INTRODUCTION DE LA DEMOCRATIE ET DU MULTIPARTISME DANS LA CONSTITUTION

 Seul député à avoir voté contre la première révision constitutionnelle de mars 1991 qui, au lieu d’introduire la démocratie et le multipartisme, tendait au contraire à maintenir le parti unique ;

Il convient de noter que moins d’un mois après ce vote, la pression des évènements a obligé le pouvoir à faire procéder à une deuxième révision constitutionnelle en avril 1991 pour introduire finalement la démocratie et le multipartisme ;

 

CREATION DE LA COMMISSION ELECTORALE MIXTE

En juillet 1992, ma proposition d’amendement au projet de code électoral, tendant à créer une Commission électorale mixte devant garantir la transparence des opérations de vote afin d’éviter que tout parti au pouvoir, candidat à sa propre succession, ne soit à la fois juge et partie en supervisant tout seul les élections, a été rejetée par une large majorité de parlementaires.

 

Cependant, l’échec des élections présidentielles et législatives du 25 octobre 1992, gérées uniquement par le régime au pouvoir, candidat à sa propre succession m’a donné raison, ce qui m’a permis dans un communiqué de presse du 29 octobre 1992, de mettre en cause la responsabilité exclusive du Gouvernement dans cette situation.

 

En novembre 1992, ma proposition rejetée en juillet 1992 a finalement permis la création effective de la commission électorale mixte qui a géré les élections de 1993, commission très connue aujourd’hui sous les dénominations usuelles de CEMI (Commission Electorale Mixte Indépendante),  ensuite CEI (Commission Electorale Indépendante).

 

3- IMPASSE POLITIQUE DUE A LA FIN DES MANDATS DE

    L’ASSEMBLEE NATIONALE ET DU PRESIDENT DE LA REPUBLIQUE

En août 1992, ma proposition de faire organiser des élections pour le renouvellement de l’Assemblée Nationale avant la fin du mandat en cours  afin d’éviter une vacance du pouvoir législatif a été rejetée par une très large majorité des députés qui ont préféré, par une loi d’habilitation, donner au Président de la République le pouvoir de légiférer par ordonnances à la place de l’Assemblée Nationale.

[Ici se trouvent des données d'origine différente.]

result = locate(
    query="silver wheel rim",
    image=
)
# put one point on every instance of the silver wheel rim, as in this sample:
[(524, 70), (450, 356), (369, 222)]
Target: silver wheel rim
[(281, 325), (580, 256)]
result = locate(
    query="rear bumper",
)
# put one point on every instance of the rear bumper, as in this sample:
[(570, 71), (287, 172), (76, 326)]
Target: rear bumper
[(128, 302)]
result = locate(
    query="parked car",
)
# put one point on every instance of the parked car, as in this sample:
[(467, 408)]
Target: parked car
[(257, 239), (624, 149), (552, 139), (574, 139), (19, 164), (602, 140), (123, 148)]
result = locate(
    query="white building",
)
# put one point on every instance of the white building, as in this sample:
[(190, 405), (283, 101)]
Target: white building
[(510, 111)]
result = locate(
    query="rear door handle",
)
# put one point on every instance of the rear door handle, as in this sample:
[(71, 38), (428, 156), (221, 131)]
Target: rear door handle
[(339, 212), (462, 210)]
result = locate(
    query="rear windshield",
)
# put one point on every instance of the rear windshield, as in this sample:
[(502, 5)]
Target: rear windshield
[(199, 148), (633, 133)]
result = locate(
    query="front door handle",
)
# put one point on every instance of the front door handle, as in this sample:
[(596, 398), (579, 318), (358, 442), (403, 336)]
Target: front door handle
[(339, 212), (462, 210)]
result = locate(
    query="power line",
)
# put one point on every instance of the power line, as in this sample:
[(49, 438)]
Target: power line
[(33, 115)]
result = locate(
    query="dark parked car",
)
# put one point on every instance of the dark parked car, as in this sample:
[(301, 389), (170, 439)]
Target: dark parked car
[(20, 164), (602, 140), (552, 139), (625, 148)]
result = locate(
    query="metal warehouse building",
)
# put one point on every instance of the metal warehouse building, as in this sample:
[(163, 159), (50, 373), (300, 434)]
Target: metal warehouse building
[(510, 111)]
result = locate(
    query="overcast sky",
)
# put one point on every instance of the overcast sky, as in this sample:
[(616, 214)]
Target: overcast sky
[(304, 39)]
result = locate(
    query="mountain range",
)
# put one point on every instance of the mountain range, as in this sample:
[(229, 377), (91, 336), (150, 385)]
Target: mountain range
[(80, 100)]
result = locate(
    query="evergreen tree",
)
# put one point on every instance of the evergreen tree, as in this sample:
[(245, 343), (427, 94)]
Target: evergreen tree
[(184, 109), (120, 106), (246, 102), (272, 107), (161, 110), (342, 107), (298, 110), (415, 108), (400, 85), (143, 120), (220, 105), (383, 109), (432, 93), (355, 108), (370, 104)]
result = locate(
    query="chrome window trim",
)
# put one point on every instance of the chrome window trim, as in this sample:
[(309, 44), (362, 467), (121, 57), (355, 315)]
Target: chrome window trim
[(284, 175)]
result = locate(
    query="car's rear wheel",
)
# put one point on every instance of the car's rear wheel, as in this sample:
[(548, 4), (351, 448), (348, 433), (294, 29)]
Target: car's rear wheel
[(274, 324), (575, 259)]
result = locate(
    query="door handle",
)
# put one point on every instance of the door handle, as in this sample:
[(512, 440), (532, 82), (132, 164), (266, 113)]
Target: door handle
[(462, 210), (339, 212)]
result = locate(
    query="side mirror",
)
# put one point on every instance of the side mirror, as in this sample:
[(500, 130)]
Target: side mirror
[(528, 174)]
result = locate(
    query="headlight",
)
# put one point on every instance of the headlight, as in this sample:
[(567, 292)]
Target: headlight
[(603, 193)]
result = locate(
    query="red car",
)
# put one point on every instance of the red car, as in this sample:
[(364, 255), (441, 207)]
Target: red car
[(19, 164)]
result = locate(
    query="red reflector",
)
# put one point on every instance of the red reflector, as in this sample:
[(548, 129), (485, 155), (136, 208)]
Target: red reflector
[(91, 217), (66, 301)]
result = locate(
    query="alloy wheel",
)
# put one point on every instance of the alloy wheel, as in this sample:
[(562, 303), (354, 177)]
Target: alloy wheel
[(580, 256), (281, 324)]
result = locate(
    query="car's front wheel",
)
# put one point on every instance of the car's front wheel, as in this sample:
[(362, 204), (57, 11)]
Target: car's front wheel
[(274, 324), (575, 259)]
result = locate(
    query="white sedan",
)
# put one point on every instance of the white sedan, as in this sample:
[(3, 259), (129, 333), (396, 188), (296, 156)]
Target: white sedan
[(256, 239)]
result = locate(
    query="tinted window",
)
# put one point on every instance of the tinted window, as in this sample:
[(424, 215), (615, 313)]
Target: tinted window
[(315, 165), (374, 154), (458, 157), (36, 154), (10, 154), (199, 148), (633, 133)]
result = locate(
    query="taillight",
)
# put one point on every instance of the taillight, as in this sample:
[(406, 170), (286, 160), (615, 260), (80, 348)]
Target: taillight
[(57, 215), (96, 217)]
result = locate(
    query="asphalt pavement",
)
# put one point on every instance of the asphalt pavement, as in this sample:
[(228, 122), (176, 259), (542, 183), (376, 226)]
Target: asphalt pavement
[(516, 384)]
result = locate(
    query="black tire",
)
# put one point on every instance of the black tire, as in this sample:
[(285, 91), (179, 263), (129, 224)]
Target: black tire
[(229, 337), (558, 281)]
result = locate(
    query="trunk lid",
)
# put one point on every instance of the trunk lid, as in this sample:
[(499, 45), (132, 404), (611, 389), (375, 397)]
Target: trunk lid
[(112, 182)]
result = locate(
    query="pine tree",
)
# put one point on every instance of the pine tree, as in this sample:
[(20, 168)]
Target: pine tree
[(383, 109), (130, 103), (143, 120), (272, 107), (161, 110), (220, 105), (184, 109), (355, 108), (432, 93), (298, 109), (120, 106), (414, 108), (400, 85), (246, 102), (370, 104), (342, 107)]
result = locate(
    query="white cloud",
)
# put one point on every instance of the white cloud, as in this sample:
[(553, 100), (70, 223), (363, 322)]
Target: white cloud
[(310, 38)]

Mais lorsque le mandat du Président de la République est arrivé à son tour à terme après l’échec des élections présidentielles et législatives du 25 octobre 1992, le pays a connu une impasse politique dangereuse, un vide institutionnel qui aurait pu être évité si seulement ma proposition de renouvellement de l’Assemblée Nationale n’avait pas été rejetée.